Parasitoid behaviour: predicting field from laboratory
Source: Ecological Entomology, Volume 29, Number 6, December 2004 , pp. 657-665(9)
Abstract:. 1. Most of what is known about parasitoid behaviour comes from laboratory observations: field quantitative observations on searching parasitoids are extremely difficult to do and are rare. The basic components of Aphytis melinus's response to California red scale (Aonidiella aurantii) were studied in the laboratory: encounter, rejection, drumming, probing, oviposition, and host-feeding.

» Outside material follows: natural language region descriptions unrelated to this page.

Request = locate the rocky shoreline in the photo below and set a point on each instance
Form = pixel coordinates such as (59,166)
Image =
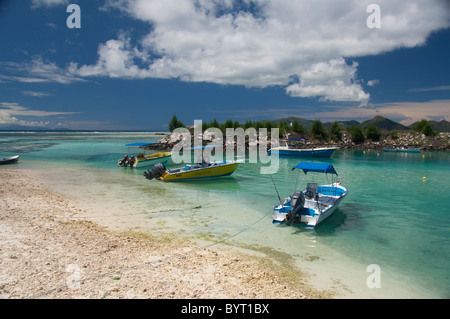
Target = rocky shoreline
(402,140)
(49,251)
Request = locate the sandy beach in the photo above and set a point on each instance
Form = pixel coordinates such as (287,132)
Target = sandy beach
(48,251)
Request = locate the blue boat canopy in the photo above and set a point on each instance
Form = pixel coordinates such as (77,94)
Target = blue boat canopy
(316,167)
(140,144)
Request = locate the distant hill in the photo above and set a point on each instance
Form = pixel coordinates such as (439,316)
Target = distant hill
(383,123)
(441,126)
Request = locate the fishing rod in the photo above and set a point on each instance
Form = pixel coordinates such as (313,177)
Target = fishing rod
(275,188)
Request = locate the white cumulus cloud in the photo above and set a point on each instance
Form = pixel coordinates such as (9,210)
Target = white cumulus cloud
(260,43)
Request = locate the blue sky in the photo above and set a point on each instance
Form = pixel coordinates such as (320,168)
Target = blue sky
(135,63)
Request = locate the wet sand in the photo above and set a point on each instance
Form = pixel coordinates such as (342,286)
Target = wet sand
(48,251)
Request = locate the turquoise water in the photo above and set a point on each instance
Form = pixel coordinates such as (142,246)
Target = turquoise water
(392,217)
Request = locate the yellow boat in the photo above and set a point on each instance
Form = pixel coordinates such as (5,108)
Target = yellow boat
(192,172)
(142,160)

It was then asked whether these observations provided a reliable guide to behaviour in the field in a situation that was very different from the laboratory. 2. Field observations were carried out on bark on the trunk and interior branches of trees where live scale density is extremely high in patches, dead scale make up 90% of all scale, and could be expected to interfere with Aphytis search. 3. The laboratory observations predicted well the time taken in the field for each basic event (drumming or probing) and average times spent on a scale. Also well predicted were the distributions of times spent on drumming, probing, and total time on a scale. Rejection rates were much higher in the field. Thus, the laboratory studies predicted foraging behaviour in the field with variable success; potential explanations for observed mismatch between laboratory and field and its possible larger implications are discussed.
Document Type: Research article
Affiliations: 1: Université de Tours, Institut de Recherche en Biologie de l'Insecte, Tours, France and 2: Department of Ecology, Evolution and Marine Biology, University of California, Santa Barbara, U.S.A.